If consumer e-commerce firms are ever going to become viable businesses, i.e. make a profit, they are going to have to change their ways. Of course, no one wants to go first, fearing consumers will rush off to some other dotcom that offers a lower price. But, ironically enough, Amazon is in the best position to be among the first to delve into this brave new way of doing business. First-mover advantage got the company this far. It might be worth trying again.

One of the things Amazon has done over the last six years is build a platform. They wanted to make the Web site very easy to use. They wanted the distribution centers to work reliably. They wanted customer service to work reliably. All of this stuff together made them very good at e-commerce and, I think, widely recognized as the best possible online shopping experience.

What they’re finding is that there are a lot of physical-world companies, Toys `R’ Us (TOY) and Borders (BGP) being the first two examples, that have found it’s very difficult to do a good job online. They have teamed up with Amazon so that they can focus on their in-store experience, which is a very difficult business in its own right. By partnering with Amazon, they can have a top, A-plus quality offering for their online customers. Amazon does all of the shipping and fulfillment as well as all the physical handling of the merchandise.

The bricks-and-mortar companies don’t know how to do the back-end part of the business because it’s completely different. Amazon is the only company that has a distribution network that ships millions of different items to millions of different customers.

If you look at the distribution center network of a leading retailer like Toys `R’ Us, it’s built to ship cartons of product to stores, not single items to customers. It’s a completely different thing.

The way Amazon looks at this platform is that it’s assembled from a number of pieces. There is the Web site, which has personalization and one-click shopping and search technology. All the things that are designed to make it easy. There is customer service and fulfillment. There is access to Amazon.com’s customer base. I suspect that different partners will want to assemble an offering out of different pieces.

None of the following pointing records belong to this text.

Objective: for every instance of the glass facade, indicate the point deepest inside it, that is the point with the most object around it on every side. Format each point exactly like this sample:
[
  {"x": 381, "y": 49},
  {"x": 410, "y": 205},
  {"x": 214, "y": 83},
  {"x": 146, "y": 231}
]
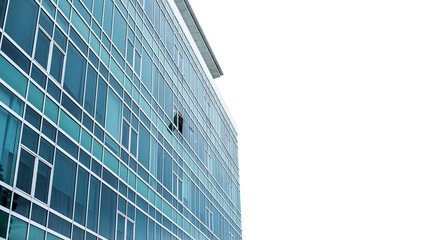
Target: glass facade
[{"x": 110, "y": 127}]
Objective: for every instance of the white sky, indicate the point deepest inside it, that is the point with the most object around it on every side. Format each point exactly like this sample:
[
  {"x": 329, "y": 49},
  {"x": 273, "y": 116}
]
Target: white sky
[{"x": 331, "y": 102}]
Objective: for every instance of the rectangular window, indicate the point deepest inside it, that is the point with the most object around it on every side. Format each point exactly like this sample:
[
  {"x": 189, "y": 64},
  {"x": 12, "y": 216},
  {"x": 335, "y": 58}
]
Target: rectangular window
[
  {"x": 63, "y": 184},
  {"x": 25, "y": 172},
  {"x": 42, "y": 182}
]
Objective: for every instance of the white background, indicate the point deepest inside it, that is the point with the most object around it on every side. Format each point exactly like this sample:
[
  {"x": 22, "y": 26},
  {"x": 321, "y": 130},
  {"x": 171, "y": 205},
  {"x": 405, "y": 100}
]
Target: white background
[{"x": 331, "y": 104}]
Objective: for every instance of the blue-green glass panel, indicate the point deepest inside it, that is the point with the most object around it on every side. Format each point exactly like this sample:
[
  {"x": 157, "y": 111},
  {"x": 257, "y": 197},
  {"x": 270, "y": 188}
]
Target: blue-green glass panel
[
  {"x": 42, "y": 49},
  {"x": 21, "y": 23},
  {"x": 120, "y": 228},
  {"x": 119, "y": 31},
  {"x": 17, "y": 229},
  {"x": 60, "y": 39},
  {"x": 101, "y": 102},
  {"x": 146, "y": 70},
  {"x": 141, "y": 229},
  {"x": 98, "y": 11},
  {"x": 65, "y": 7},
  {"x": 91, "y": 83},
  {"x": 80, "y": 25},
  {"x": 74, "y": 76},
  {"x": 63, "y": 184},
  {"x": 69, "y": 125},
  {"x": 107, "y": 212},
  {"x": 81, "y": 196},
  {"x": 3, "y": 5},
  {"x": 15, "y": 55},
  {"x": 111, "y": 162},
  {"x": 25, "y": 172},
  {"x": 42, "y": 182},
  {"x": 52, "y": 237},
  {"x": 32, "y": 117},
  {"x": 11, "y": 100},
  {"x": 46, "y": 23},
  {"x": 51, "y": 110},
  {"x": 39, "y": 214},
  {"x": 38, "y": 76},
  {"x": 30, "y": 139},
  {"x": 35, "y": 96},
  {"x": 94, "y": 195},
  {"x": 36, "y": 233},
  {"x": 56, "y": 64},
  {"x": 114, "y": 114},
  {"x": 49, "y": 7},
  {"x": 108, "y": 14},
  {"x": 59, "y": 225},
  {"x": 46, "y": 150},
  {"x": 13, "y": 77}
]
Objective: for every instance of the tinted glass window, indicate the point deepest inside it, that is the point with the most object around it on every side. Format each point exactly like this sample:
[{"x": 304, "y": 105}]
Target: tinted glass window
[
  {"x": 9, "y": 139},
  {"x": 21, "y": 22},
  {"x": 25, "y": 172},
  {"x": 42, "y": 182},
  {"x": 74, "y": 74},
  {"x": 42, "y": 49},
  {"x": 63, "y": 184}
]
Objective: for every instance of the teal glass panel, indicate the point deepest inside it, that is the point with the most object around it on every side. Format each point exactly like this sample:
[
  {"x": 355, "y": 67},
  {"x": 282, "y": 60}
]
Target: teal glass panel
[
  {"x": 52, "y": 237},
  {"x": 63, "y": 184},
  {"x": 10, "y": 129},
  {"x": 35, "y": 96},
  {"x": 86, "y": 140},
  {"x": 49, "y": 7},
  {"x": 80, "y": 25},
  {"x": 114, "y": 114},
  {"x": 39, "y": 214},
  {"x": 38, "y": 76},
  {"x": 3, "y": 5},
  {"x": 97, "y": 150},
  {"x": 42, "y": 182},
  {"x": 69, "y": 125},
  {"x": 74, "y": 76},
  {"x": 146, "y": 71},
  {"x": 111, "y": 162},
  {"x": 21, "y": 23},
  {"x": 46, "y": 150},
  {"x": 65, "y": 7},
  {"x": 59, "y": 225},
  {"x": 60, "y": 39},
  {"x": 101, "y": 101},
  {"x": 51, "y": 110},
  {"x": 91, "y": 84},
  {"x": 56, "y": 64},
  {"x": 36, "y": 233},
  {"x": 108, "y": 12},
  {"x": 11, "y": 100},
  {"x": 120, "y": 228},
  {"x": 25, "y": 172},
  {"x": 17, "y": 229},
  {"x": 46, "y": 23},
  {"x": 119, "y": 31},
  {"x": 98, "y": 11},
  {"x": 42, "y": 49},
  {"x": 107, "y": 213},
  {"x": 81, "y": 196},
  {"x": 15, "y": 55},
  {"x": 141, "y": 229},
  {"x": 4, "y": 217},
  {"x": 13, "y": 77},
  {"x": 93, "y": 199}
]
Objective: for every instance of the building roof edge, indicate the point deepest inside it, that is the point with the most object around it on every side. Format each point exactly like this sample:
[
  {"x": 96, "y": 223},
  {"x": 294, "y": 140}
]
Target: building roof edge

Cumulatively, Amazon has lost a fair amount of money. When will Amazon start making money? For five years, they’ve declined to even answer that question. The reason was they didn’t feel they had enough visibility to responsibly answer it. Now Amazon feels they do. In the year 2001, they expect to use about $200 million in cash, and so will end the year with about $900 million in cash. So they’re very comfortable with their cash position. In fact, just this week Moody’s Investors Service, the credit rating agency, came out and said that they were moving Amazon from a “stable” to a “positive,” and said that by their analysis Amazon has at least 18 to 24 months of cash.

Most of the change that Amazon is driving is in operating efficiencies. If you look at what they did over the last five years, Amazon followed the strategy of “Get big fast.” That was a really important thing to do. It worked.

The only way that I know how to think about Amazon.com is in the very long term. The sector that they are in is highly volatile. The stock actually traded below its IPO price for a while. So you could have bought, at the time of the IPO, Amazon stock for roughly $1.25. It’s up by a factor of seven or eight even today, which over three and a half years is not a bad return. The people who bought and held from the IPO may curse themselves for not selling at $100, but this is, in many cases, their best investment ever.

I have long warned individual investors–I started doing this two years or so ago–to stay away from Amazon.com and other Internet stocks; not because of the absolute price levels, but because of the volatility. They are not individual investor stocks. They are not “sleep at night” stocks.